Contact Brucellosis, also known as Brucella dermatitis, is more common in veterinarians and those who are often in contact with infected animals. Patients are highly sensitive to Brucella antigen. After exposure to the secretion of the infected animal, pruritus, erythema, and wheals occur in the contact site within a short period of time, follicular papules occur within 48 hours, some progress into vesicles or pustules, and the skin lesions subside in 10 to 14 days, leaving small scars.
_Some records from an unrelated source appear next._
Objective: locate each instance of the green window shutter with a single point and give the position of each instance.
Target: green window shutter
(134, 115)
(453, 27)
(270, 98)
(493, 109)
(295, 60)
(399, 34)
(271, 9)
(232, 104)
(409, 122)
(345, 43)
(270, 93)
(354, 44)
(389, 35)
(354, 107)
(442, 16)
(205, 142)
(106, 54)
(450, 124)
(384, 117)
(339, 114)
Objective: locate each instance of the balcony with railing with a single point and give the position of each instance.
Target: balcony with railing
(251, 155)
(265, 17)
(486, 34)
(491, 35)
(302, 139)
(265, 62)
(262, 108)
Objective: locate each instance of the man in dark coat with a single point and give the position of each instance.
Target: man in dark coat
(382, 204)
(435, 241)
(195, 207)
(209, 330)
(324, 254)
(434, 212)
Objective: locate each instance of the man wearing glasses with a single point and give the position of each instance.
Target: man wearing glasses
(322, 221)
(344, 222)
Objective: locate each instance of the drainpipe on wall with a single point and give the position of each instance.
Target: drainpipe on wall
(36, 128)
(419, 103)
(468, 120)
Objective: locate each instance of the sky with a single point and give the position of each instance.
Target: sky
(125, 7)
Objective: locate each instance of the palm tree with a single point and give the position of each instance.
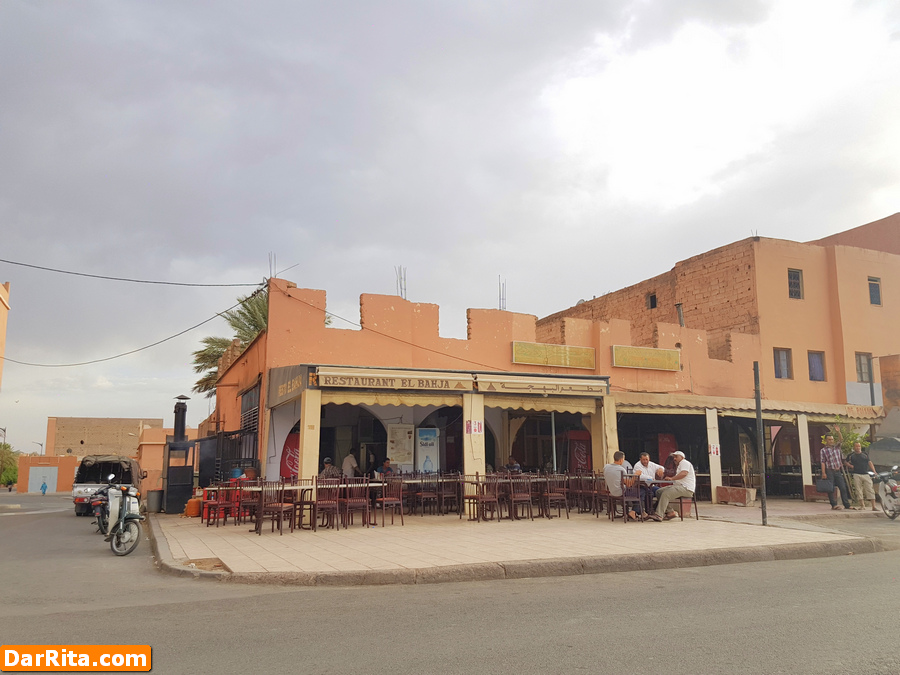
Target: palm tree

There may be polymorphous erythematoid eruptions at sites away from the contact site, and painless ulcers may occur if the abrasion wounds are infected with Brucella.

Clinical stage can be divided into acute stage with duration less than 3 months, subacute stage with duration of 3 - 6 months, and chronic stage with duration more than 6 months.
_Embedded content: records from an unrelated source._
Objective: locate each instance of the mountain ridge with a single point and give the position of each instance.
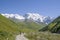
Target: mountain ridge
(30, 16)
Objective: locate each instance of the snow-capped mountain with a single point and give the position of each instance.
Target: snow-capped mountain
(38, 18)
(30, 16)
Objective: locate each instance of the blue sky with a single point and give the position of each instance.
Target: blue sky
(43, 7)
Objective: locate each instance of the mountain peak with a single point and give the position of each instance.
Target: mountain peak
(36, 17)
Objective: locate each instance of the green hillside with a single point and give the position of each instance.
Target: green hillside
(9, 29)
(53, 26)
Before onset, if there are close contact with livestock and animal products with suspected Brucella infection, ingestion of raw milk and meat products, residence in the epidemic area of brucellosis, or occupation in culture and test of Brucella or Brucella vaccine production and use, on the basis of clinical findings such as fever for several days to weeks, hyperhidrosis, malaise, muscle and joint pain, as well as hepatosplenomegaly, lymphadenopathy, testitis in males, oophoritis in females, and various skin lesions and jaundice in few patients, brucellosis should be suspected.
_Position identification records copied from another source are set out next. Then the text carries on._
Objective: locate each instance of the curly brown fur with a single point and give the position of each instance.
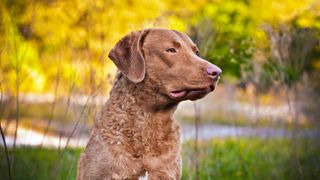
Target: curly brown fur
(134, 132)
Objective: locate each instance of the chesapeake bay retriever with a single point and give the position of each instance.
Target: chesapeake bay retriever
(135, 132)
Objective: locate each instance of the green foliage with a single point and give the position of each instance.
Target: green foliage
(240, 158)
(251, 158)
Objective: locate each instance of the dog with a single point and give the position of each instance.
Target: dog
(135, 133)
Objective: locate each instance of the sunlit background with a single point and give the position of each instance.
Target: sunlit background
(262, 122)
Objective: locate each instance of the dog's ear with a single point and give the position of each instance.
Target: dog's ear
(127, 55)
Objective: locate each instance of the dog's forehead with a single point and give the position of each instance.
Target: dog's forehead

Diagnostic considerations include:

  • Positive result in rose bengal plate agglutination test
  • Positive result in gold immunochromatography assay
  • Positive result in enzyme linked immunosorbent assay
  • Suspected Brucella found in the smear in Gram stain
  • Brucella isolated from cultures of any pathological material such as blood, bone marrow, body fluids, and discharges
  • Titer of 1:100 and above in serum agglutination test, or duration more than one year and presence of clinical symptoms and titer of 1:50 and above
  • Titer 1:10 and above in complement fixation test
  • Titer of 1:400 and above in antiglobulin test (Coombs test)

Clinical diagnosis can be provided based on any one of the diagnostic considerations.

Definitive diagnosis requires any one of the last 4 diagnostic considerations in suspected or clinically diagnosed patients.


In the acute stage, movement should be restricted, and bed rest is appropriate during the febrile period. Severe musculoskeletal pain, especially spinal pain, may require painkillers. Brucella endocarditis usually requires surgery in addition to antibiotics.

If antibiotics are used, combination treatment is necessary, because high recurrence rate in monotherapy is present. A combination of doxycycline 100mg orally twice daily for 6 weeks plus streptomycin 1g intramuscularly once every 12 - 24 hours or gentamicin 3mg/kg intravenously once a day for 14 days can reduce the recurrence rate. For patients without complications, rifampicin 600 - 900mg twice daily for 6 weeks can be an alternative to one of aminoglycosides. Ciprofloxacin 500mg orally twice daily for 14 - 42 days in combination with rifampicin or doxycycline has been proved to be effective in place of an aminoglycoside. It has been reported that in children aged < 8 years, cotrimoxazole combined with oral rifampicin can be used for 4 to 6 weeks.

Even with antibiotics, relapses are present in about 5 - 15% patients. Therefore, one year of clinical follow-up and repeated serum antibody titer tests in all patients should be performed.


Milk pasteurization helps prevent brucellosis. Cheese made from unpasteurized milk with a shelf life < 3 months may be contaminated.

Persons disposing animals or corpses with brucellosis need to wear goggles and rubber gloves to protect the skin from exposure. It is required to systematically monitor and dispose infected animals and vaccinate seronegative calves and swine.

No vaccine is currently available for humans. Short-term immunity can be obtained after infection, usually lasting for two years.

Antibiotic post-exposure prophylaxis is recommended for high risk persons. The regimen is doxycycline 100mg orally twice daily combined with rifampicin 600mg once daily for 3 weeks. Rifampicin cannot be used for post-exposure prophylaxis of Brucella abortus due to resistance.